Alain Blanchard : C’est une question ouverte, il y a là une coïncidence. Le rapport entre ces deux composantes évolue au cours du temps. Totalement négligeable dans l’Univers primordial, l’énergie noire (si elle se comporte à peu près comme une constante cosmologique) dominera de façon écrasante dans le futur.

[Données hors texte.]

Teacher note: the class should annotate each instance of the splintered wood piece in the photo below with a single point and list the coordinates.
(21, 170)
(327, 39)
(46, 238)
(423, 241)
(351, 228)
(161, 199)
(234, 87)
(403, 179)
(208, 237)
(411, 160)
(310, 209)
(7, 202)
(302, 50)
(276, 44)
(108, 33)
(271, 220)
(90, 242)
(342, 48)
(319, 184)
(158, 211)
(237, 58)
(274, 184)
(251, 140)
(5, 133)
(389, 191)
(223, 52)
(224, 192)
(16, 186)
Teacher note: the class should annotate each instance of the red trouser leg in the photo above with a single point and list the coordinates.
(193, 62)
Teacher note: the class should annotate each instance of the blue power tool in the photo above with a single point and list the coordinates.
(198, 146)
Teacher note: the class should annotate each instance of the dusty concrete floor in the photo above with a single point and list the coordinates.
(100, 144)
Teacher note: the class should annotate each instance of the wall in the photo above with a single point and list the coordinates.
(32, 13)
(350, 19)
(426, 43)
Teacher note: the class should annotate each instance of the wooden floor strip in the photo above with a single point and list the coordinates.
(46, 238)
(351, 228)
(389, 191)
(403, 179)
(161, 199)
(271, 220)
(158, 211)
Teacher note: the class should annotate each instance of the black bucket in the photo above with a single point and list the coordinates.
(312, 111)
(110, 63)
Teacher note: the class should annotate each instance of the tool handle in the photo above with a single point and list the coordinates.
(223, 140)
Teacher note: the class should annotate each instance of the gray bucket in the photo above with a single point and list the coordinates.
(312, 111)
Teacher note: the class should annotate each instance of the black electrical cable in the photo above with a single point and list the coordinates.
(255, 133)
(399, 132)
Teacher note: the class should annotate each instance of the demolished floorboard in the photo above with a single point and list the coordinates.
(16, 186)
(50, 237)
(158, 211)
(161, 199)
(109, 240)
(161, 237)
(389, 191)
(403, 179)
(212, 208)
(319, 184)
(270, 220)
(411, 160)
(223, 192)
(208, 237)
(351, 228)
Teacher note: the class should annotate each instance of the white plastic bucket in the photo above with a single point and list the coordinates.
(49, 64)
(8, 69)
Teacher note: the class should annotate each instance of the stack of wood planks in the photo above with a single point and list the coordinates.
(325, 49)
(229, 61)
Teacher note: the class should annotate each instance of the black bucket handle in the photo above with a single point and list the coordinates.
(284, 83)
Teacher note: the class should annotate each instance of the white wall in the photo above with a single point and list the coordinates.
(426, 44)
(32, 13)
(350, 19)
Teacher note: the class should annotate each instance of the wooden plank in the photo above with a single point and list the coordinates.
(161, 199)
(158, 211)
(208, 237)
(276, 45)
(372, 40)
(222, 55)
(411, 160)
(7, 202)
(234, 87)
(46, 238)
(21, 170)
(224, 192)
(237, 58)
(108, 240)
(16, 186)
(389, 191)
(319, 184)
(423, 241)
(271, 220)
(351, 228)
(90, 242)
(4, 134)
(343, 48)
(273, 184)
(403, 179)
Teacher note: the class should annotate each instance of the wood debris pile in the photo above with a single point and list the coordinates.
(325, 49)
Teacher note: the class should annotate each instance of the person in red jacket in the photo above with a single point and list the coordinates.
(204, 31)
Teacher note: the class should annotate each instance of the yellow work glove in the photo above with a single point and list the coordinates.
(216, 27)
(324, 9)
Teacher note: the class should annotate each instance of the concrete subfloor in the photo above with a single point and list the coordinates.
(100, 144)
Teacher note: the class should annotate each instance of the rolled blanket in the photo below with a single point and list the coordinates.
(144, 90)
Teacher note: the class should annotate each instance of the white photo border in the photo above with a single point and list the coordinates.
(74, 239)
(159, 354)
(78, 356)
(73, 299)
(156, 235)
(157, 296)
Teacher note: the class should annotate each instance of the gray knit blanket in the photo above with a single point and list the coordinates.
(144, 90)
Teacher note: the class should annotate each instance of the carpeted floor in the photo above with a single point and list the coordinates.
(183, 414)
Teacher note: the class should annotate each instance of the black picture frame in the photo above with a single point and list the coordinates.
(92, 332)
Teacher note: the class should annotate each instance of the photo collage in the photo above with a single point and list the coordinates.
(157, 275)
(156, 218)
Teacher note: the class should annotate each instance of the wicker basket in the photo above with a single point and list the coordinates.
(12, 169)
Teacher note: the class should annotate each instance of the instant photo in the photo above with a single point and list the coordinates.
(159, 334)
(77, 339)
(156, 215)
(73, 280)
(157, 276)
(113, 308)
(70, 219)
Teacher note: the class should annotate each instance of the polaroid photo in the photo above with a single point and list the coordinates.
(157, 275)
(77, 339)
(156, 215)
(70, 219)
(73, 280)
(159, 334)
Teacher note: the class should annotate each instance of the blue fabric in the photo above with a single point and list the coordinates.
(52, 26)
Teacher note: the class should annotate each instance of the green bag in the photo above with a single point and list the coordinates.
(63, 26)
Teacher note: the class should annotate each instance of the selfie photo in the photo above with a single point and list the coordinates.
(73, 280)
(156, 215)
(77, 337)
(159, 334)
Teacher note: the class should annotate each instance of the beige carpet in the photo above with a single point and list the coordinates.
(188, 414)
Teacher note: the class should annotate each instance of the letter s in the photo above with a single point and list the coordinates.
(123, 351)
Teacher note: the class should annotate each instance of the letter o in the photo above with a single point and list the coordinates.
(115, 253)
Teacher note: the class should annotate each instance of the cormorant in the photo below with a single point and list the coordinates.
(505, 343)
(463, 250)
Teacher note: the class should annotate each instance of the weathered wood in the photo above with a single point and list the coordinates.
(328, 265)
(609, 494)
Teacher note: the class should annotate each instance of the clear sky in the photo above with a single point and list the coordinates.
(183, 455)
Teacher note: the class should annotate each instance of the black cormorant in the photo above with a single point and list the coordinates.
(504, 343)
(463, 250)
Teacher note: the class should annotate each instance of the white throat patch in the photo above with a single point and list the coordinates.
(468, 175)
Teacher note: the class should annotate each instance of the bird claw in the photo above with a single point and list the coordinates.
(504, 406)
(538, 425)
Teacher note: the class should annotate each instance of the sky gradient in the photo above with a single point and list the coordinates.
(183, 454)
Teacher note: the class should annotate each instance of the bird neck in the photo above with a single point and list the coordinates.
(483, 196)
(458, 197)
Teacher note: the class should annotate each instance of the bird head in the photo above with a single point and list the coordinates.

Pourquoi diable sommes-nous juste à la période de transition ? Notez que Weinberg avait « prévu » cette situation…
Futura : Quelle serait la découverte la plus révolutionnaire que Roman pourrait faire concernant la matière noire ou l’énergie noire, celle qui bouleverserait complètement vos théories actuelles ?
Alain Blanchard : Certainement, ce que j’attends le plus (et plutôt du télescope spatial Euclid de l’ESA) est la confirmation ou l’infirmation de la variation de l’énergie noire avec le temps, les données de DESI étant un indice, mais pas encore assez fort pour être définitif.
Futura : Si Roman détecte des anomalies inattendues dans la distribution de la matière noire à grande échelle, cela pourrait-il suggérer l’existence d’une « nouvelle physique » au-delà du modèle standard actuel ?
Alain Blanchard : Les modèles « early dark energy » pourraient être validés. Ou avoir un indice (fort) d’un scénario plus compliqué.
Futura : Y a-t-il un résultat que Roman pourrait obtenir qui vous ferait dire : « nous avons eu tout faux depuis le début » ?
Alain Blanchard : Naïvement, c’est difficile : Roman (et Euclid) sont conçus pour préciser plus finement des choses qui sont déjà assez bien établies. Mais il pourrait y avoir une révolution du côté des théories : si l’on se remémore le défaut du périhélie de Mercure, il s’agissait d’une petite déviation à la loi de Newton, mais en soit insuffisante pour remettre en question la théorie de Newton ! Le fait que ce défaut s’explique spontanément sans ajustement dans la théorie de la relativité générale était capital.
De plus, la relativité générale faisait d’autres prédictions qui ont été validées depuis plus d’un siècle. Je crois que le modèle standard LCDM pourrait connaître le même sort : qu’il soit une très bonne approximation de quelque chose d’autre d’entièrement nouveau, mais sans passer par une ribambelle d’ajustements qui nous rapprocherait de la théorie des épicycles, mauvaise théorie non parce qu’elle n’était pas en accord avec les observations, mais parce que chaque observation fine nouvelle nécessitait un ajustement supplémentaire de ces paramètres (en nombre indéterminé…).